Après plusieurs mois de forte progression, la croissance du fret aérien africain s'est brutalement tassée en juillet 2026, une évolution qui met en lumière la dépendance du continent aux grands corridors internationaux et la faiblesse persistante de ses échanges intra-africains, selon les données de l'IATA.

ECONOMIE
0 vues
2 min de lecture
Google News Commenter

SOMMAIRE

La croissance du fret aérien africain a nettement marqué le pas en juillet 2026, retombant à 1,1 % sur un an, la progression la plus faible de toutes les régions du monde, selon les données de l’Association du transport aérien international (IATA). Cette décélération, après plusieurs mois de forte progression, met en lumière la dépendance persistante du continent aux grands corridors commerciaux internationaux, alors que les échanges intra-africains restent encore limités.

La demande de fret africain avait pourtant connu un début d’année soutenu, avec une hausse de 13,3 % en mai puis de 4,7 % en juin, avant ce net ralentissement de juillet. Sur la même période, la capacité offerte par les transporteurs a continué de progresser de 3,9 %, accentuant l’écart entre l’offre et une demande moins dynamique.

Le principal moteur de cette croissance s’est lui-même essoufflé : le corridor Afrique-Asie, qui avait porté onze mois consécutifs de hausse souvent à deux chiffres, n’a progressé que de 0,9 % en juin. Il s’agit certes d’un douzième mois consécutif de croissance, mais celle-ci traduit, selon l’IATA, un « épuisement net » de la dynamique observée jusque-là.

Cette forte dépendance à un nombre restreint de corridors extérieurs illustre la difficulté du continent africain à construire des chaînes logistiques mieux intégrées à l’échelle régionale.

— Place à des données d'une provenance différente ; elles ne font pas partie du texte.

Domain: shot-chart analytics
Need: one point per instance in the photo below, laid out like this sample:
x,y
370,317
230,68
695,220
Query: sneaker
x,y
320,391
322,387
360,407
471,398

Le commerce intra-africain, un potentiel encore sous-exploité

Selon l’African Trade and Economic Outlook 2026 de la Banque africaine d’import-export (Afreximbank), les échanges intra-africains devraient atteindre environ 230 milliards de dollars en 2026, en hausse de 10 % sur un an. Ce montant ne représente toutefois qu’environ 16 % du commerce total du continent, évalué à quelque 1 400 milliards de dollars, ce qui limite d’autant les possibilités de diversification du fret aérien vers des routes régionales.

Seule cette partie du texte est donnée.